Friday, 27 January 2012
Holocaust Day 2
I have often enough written that I was not brought up as a Jew. I mean in any way at all. I was led by my mother to believe that she was a Lutheran, and that therefore we, as her children, would be, officially, of Lutheran background. Not that we ever set foot in a Lutheran church. Both my parents were, at the time of my childhood, atheists. They did not worship any God, neither the Jewish one nor the Lutheran one. We never set foot in a Synagogue either and we kept no Jewish holidays. I knew nothing about them. I think my father would have kept them but my mother insisted on complete dissociation. It was only after her death that our suspicion that she was in fact Jewish was confirmed.

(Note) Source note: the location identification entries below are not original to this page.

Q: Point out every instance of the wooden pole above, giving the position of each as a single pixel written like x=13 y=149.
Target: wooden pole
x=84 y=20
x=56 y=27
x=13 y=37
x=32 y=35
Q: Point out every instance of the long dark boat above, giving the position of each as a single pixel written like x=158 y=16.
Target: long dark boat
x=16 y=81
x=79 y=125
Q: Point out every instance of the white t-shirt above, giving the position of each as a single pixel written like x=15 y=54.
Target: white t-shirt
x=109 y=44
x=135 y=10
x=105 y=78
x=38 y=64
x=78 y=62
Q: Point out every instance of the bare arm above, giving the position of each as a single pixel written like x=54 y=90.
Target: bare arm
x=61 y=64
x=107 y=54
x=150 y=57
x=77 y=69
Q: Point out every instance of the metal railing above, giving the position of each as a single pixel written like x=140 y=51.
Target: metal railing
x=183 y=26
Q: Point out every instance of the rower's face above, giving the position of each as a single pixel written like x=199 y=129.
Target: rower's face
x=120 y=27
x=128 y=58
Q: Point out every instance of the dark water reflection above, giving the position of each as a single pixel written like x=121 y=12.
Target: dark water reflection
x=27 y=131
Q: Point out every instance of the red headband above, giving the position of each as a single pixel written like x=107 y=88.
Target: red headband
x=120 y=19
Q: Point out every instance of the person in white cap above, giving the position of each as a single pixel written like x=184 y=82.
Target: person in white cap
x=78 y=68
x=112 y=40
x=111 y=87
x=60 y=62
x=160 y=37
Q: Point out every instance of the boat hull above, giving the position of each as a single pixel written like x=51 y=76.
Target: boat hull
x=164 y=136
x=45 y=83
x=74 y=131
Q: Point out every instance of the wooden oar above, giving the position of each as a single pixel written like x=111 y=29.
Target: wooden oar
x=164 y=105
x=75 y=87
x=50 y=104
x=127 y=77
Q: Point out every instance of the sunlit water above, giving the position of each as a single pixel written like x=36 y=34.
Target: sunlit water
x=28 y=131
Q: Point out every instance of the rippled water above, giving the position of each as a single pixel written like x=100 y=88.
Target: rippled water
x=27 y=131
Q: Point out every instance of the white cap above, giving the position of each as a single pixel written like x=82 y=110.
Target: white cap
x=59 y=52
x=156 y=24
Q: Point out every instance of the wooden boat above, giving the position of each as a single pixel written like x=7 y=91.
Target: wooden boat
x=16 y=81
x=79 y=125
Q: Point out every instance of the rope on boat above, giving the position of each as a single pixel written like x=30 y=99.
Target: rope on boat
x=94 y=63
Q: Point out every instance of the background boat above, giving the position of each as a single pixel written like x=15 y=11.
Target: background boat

That left us - and now I must talk about myself alone - in a curious position. At some stage or other the question had to arise in the poetry because, however impersonal our subject, our sense of the world is, at least partly, determined by who and what we are. It took me three books to get to the point at which I felt it important to return to Hungary (and it was important, it utterly changed my life), and it was the fifth before the sense of the Holocaust and Jewishness emerged as something pressing. Even so, it was not pressing in my own immediate experience, but as a factor in the sense of sheer being. Budapest, that most beautiful of cities, presented itself physically as scarred memorial to a past of which I was a small part. I felt the bullet- and shell-pitted surface of the buildings at my fingertips: they felt like marks under my own skin, like marks of a realisation that said: 'This is what life is like, not just your life, but life itself'. The poetry then had to go forward, first as 1956, the year of the revolution, but later as 1944, the year of the transportations and vanishings.
When I think of the sense of history in a poet I think of the awareness , under the skin, of death as a presence, death as total indifference in a world of amusement and beauty. That is why Elizabeth Bishop's 'At the Fishhouses' means so much to me. The hand dipping in the icy sea where the seal appears so comically is one of those perfect emblems. The sea to Bishop was as the walls of Budapest were to me. One doesn't have to have direct experience of such things in order to sense them and I value most those who can sense them: not just the tragedy, but the humour and the indifference and the beauty.